Give a team three penalty kicks, and odds are it’ll win.

Just ask the Lawrence High soccer team.

The Lions were victimized by bad luck and mental errors in Tuesday night’s 4-1 loss to Topeka West at the Youth Sports Inc. fields. Two penalty kicks were awarded to the Chargers in the first 13 minutes  they missed both  and another 13 minutes into the second half. But it was what those kicks did to the Lions that really hurt.

“It didn’t cost us the game,” said senior midfielder Josh Yurick. “But I think it took our heads out of it.”

The Lions, 0-2, displayed better passing and overall cohesiveness than they did during Friday’s loss to Manhattan, but found themselves on the short end of the penalty stick.

Topeka West missed its first shot wide right, but made its second penalty kick, only to have it disallowed after a Charger entered the penalty area illegally. It befuddled the Lions at first, appearing to make them more hesitant around the ball.

They regrouped, as junior forward Oscar Ortega received the ball three minutes later at midfield, dribbled by two defenders to Topeka’s 18-yard line and fired his shot at the goalkeeper. It was just one of several jaw-dropping plays Ortega would make, but he couldn’t finish.

“We had more chances on goal, and our midfielders controlled the ball most of the game,” LHS coach Keith Nelson said. “They played hard and they gave everything they had, mentally and physically. That’s all you can ask.”

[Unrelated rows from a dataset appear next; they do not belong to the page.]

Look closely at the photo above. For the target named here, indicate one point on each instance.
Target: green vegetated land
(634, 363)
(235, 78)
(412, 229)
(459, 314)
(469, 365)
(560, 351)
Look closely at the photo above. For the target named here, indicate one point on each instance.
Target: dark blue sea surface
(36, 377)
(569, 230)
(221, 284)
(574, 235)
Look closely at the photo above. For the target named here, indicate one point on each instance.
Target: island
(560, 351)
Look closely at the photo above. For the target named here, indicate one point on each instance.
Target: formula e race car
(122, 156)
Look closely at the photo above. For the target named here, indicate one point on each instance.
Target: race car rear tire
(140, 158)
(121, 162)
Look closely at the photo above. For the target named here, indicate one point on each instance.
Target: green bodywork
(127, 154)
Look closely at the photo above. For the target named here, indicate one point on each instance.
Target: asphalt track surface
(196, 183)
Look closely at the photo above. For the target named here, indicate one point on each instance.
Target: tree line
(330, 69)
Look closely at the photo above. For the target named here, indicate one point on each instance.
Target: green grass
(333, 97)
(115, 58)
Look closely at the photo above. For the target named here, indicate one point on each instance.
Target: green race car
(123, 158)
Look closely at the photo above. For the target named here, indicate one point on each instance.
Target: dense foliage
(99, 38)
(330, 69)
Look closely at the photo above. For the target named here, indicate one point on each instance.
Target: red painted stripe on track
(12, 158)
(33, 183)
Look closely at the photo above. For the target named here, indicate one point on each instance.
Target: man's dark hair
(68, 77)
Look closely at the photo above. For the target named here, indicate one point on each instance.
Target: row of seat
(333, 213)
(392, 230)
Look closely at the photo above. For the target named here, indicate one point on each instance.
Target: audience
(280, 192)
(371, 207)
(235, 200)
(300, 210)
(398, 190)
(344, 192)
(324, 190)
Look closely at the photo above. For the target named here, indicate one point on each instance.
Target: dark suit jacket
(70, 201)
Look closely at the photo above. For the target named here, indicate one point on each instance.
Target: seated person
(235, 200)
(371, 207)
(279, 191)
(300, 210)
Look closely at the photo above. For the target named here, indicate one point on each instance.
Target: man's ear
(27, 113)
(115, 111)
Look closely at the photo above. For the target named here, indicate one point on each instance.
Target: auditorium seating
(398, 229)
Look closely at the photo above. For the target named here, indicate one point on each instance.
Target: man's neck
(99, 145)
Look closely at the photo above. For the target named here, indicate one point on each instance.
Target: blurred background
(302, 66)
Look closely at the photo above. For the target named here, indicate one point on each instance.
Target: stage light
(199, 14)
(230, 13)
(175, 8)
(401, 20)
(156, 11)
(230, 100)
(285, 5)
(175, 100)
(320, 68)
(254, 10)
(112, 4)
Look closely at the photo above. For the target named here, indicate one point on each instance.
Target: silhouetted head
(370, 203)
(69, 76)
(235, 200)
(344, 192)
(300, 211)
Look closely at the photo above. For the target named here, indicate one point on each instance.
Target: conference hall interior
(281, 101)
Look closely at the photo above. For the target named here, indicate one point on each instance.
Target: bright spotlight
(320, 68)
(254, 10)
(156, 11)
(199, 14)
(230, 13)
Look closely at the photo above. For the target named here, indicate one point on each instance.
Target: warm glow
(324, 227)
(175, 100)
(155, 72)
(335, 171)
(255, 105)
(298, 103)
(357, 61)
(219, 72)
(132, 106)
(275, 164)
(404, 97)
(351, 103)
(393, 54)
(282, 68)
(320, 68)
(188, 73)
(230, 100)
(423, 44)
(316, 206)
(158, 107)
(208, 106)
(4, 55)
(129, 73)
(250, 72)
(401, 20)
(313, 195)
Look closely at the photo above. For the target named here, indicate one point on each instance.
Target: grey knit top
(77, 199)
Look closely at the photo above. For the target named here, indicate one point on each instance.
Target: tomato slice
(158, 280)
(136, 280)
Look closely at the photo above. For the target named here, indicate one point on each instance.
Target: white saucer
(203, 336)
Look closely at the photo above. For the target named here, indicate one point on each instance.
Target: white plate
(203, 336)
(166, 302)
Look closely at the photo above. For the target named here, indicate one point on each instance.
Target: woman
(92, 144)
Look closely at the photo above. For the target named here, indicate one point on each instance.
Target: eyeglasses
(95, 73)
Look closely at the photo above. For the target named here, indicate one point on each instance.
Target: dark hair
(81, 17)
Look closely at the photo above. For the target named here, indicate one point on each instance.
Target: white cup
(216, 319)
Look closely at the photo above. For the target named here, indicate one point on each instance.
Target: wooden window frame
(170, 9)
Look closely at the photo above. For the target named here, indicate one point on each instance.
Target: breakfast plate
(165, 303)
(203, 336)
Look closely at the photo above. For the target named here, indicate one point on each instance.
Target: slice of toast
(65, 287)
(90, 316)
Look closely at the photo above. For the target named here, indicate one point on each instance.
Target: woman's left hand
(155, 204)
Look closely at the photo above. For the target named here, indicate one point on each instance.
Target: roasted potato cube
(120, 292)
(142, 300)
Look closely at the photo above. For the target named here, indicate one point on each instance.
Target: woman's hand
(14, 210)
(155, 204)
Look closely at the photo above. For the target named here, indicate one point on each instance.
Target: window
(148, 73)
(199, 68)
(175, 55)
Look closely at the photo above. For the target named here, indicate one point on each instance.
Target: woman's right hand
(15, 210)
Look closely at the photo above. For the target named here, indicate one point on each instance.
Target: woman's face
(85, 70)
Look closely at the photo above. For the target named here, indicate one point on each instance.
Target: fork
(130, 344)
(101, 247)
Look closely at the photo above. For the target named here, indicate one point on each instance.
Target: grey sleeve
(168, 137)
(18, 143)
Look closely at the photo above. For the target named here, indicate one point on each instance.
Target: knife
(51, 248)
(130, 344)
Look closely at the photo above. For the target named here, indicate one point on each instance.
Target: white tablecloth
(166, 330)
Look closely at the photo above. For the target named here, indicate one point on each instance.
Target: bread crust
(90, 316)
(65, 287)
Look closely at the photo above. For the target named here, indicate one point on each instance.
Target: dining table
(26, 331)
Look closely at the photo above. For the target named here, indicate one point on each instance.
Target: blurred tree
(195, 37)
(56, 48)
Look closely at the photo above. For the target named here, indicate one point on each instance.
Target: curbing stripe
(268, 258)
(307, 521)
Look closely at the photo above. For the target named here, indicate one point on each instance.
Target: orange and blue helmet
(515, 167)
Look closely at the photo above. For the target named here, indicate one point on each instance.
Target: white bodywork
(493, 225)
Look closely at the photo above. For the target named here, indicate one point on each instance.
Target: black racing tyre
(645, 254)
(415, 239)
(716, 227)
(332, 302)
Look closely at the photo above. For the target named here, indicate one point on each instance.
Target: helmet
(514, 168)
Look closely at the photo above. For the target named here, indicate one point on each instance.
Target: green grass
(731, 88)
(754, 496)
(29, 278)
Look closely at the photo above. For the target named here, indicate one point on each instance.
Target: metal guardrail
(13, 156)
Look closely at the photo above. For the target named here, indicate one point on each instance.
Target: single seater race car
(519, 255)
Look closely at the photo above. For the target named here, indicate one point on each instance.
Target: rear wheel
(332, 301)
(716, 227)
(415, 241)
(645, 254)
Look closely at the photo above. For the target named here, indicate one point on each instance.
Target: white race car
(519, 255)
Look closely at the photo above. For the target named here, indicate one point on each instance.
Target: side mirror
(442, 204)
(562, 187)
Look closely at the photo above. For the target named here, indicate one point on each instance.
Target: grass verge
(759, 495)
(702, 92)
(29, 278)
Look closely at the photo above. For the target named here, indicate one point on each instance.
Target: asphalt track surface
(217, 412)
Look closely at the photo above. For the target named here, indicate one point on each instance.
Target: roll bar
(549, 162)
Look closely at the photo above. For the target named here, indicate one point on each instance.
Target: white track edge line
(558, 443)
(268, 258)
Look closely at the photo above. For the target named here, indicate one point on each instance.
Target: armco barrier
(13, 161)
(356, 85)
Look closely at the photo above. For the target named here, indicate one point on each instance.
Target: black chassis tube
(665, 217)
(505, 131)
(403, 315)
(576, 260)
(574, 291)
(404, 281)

The Chargers scored the game’s first goal with 21 minutes left in the first half, when Grady Woodruff took the ball off a short corner kick, dribbled to the endline and passed to a wide-open Andy Breeding in front of the Lawrence goal, who headed in the ball.

The Lions answered less than a minute later, when Yurick was tripped in the box. Senior Josh Lorenzo converted the penalty kick, tying the game at 1.

The second half was a mixture of Lawrence making runs at the Topeka goal, and Topeka answering on counter attacks. Nearly 10 minutes into the second half, Topeka’s Brad Erwin scored the first of three second-half goals, dribbling around one Lion defender, juking goalkeeper Sean Hargis and putting the ball in the side net.

Four minutes later, he finally gave the Chargers a penalty-kick goal, then scored six minutes later when he was left unmarked on a corner kick.

Three penalty kicks, one goal; two unmarked men, two goals.

Nelson wasn’t unhappy with his players, though. He couldn’t fault bad luck, just a couple of costly mental errors. When LHS travels to Shawnee Heights on Thursday, he’s confident that his team will bounce back.

“It comes down to experience,” Nelson said. “You can’t throw kids out onto the field and expect to play premier soccer. We played two great teams so far. This team, they had 14 seniors and went to the Final Four last year. For us to play the way we did, says a lot.”